The fugitive authorities gathered in Kermine and called the Mongols for help, who were now advancing on Bukhara with all the troops stationed in the area. The Tarabi and Mahbubi went to meet them with the poor of the city, trusting in Mahmud's supernatural powers and his “invisible army” of “heavenly spirits” and “tribes of jinns ” even without weapons or armor. The battle was equally unusual: Mahmud Tarabi and Shams-ad-Din Mahbubi were likely killed by arrows at the very beginning. But when a sandstorm came up, the Mongols thought it was the result of Mahmud's supernatural abilities and fled. Many of the refugees were still slain by the rural poor, along with local tax collectors and landowners.

With reference to the fact that Mahmud Tarabi had "disappeared into the invisible", his brothers Muhammad and Ali took over the leadership of the rebels "until his reappearance" and continued the previous procedure (looting, etc.). In 1241 the Mongol prince Chaghatai sent a large army under Ildiz Noyan and Chigin Qorchi to Bukhara, which the Tarabi faced again after being refitted. Allegedly over 20,000 people lost their lives in the collision, but at least Mahmud Yalavach prevented the renewed destruction and extermination of Bukhara by the Mongols through his personal intervention.
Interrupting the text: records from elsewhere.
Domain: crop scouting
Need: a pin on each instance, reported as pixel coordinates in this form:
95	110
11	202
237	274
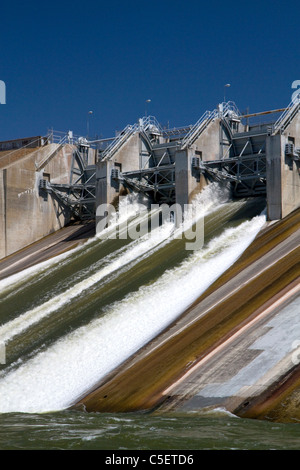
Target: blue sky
60	60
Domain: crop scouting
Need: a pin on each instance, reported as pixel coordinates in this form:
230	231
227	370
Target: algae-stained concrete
26	215
170	372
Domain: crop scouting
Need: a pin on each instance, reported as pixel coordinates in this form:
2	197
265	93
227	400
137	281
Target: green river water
67	323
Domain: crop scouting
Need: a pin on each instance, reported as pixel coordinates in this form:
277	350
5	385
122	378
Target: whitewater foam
57	376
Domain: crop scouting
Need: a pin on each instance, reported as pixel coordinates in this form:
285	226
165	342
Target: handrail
198	128
205	120
118	141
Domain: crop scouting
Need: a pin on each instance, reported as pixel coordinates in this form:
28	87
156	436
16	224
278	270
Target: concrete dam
93	319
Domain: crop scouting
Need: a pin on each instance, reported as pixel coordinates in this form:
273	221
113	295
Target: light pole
88	123
226	86
147	101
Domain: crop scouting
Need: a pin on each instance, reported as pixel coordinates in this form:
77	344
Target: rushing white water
211	198
54	378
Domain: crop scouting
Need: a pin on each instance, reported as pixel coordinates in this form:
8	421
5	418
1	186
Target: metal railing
223	110
121	138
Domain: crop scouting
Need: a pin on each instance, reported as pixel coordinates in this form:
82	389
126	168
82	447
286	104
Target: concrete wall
188	183
26	215
283	173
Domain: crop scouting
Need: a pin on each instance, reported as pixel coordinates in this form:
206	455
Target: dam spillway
144	324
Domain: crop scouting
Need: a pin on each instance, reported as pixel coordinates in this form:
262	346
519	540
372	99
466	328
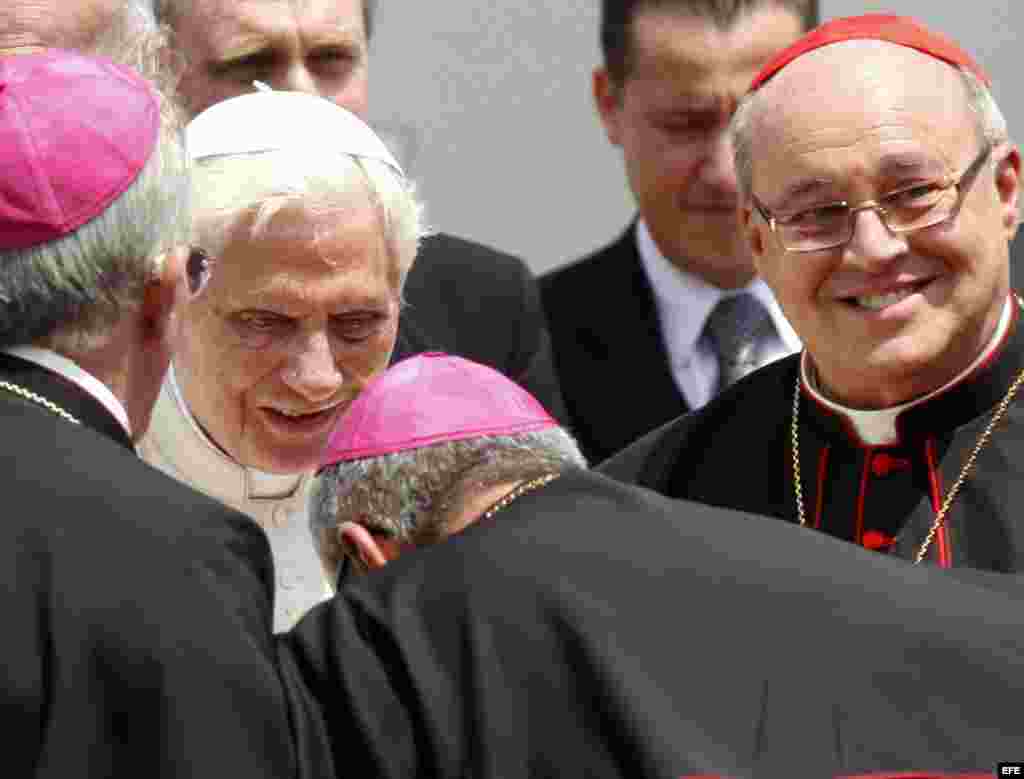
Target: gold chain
523	488
39	399
940	516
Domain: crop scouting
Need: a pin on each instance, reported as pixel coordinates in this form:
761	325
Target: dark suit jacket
136	612
609	352
593	629
468	299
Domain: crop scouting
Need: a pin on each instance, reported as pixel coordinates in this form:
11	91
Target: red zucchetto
902	31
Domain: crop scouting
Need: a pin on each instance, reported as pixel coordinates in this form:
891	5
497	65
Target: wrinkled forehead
252	11
847	90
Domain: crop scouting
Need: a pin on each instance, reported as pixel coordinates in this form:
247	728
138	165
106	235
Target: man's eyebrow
902	163
804	188
340	36
241	50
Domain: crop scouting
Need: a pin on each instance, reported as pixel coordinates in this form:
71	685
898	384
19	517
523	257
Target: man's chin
285	463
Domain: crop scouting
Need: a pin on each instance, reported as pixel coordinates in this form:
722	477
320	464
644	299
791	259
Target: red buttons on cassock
884	464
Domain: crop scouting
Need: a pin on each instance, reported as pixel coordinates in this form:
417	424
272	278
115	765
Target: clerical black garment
136	612
592	629
737	452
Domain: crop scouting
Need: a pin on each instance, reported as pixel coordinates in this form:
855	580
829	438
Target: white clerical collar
877	427
74	373
259	484
687	300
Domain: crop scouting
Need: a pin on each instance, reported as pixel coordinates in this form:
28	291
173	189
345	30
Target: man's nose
297	78
312	372
718	169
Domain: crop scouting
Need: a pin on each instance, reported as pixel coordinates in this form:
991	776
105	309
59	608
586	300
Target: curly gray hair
67	294
413	496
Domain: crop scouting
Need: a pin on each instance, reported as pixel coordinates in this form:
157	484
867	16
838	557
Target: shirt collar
877	427
688	299
73	373
258	484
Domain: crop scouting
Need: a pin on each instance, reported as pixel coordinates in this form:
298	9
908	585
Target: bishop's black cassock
737	452
588	629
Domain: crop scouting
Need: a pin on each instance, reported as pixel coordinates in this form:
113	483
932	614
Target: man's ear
752	227
354	537
1008	185
165	294
607	100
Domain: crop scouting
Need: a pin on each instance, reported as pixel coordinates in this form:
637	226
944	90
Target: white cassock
177	445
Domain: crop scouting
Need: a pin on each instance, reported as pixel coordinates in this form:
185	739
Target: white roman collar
877	427
74	373
258	485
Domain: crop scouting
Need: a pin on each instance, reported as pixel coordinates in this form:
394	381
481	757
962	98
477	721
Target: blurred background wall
489	104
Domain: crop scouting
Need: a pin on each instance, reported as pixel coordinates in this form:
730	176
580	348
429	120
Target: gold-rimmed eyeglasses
912	208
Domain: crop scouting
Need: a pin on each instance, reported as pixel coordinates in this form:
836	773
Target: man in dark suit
136	611
658	321
463	297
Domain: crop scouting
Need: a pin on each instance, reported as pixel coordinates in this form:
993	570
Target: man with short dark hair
881	189
672	309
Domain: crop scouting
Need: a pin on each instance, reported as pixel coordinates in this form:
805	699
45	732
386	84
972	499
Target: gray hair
413	495
69	293
168	11
991	125
228	187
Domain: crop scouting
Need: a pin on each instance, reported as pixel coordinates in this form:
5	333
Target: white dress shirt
683	302
73	373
The case came before the Great Khan Ögetei , who approved of Mahmud Yalavach's ban on destruction and extermination, but had to transfer him to China in 1241 because of the anger of his brother Chaghatai.

Remarks

  1. Mahmuds Yalavach's place was his son Masud Beg (d. 1289), who then held the municipal administration in Transoxania (with short interruptions) until his death.

literature

  • Alāʼ al-Dīn ʻAṭā Malik Juvaynī: Genghis Khan: The History of the World Conqueror. translated by John Andrew Boyle. Manchester University Press, 1997, ISBN 0-7190-5145-2
  • Jürgen Paul: Bukhara under Mongolian rule. In: Markus Meumann, Jörg Rogge: Die occupied res publica. On the relationship between civil authorities and military rule in occupied territories from the late Middle Ages to the 18th century. Berlin / Hamburg / Münster 2006.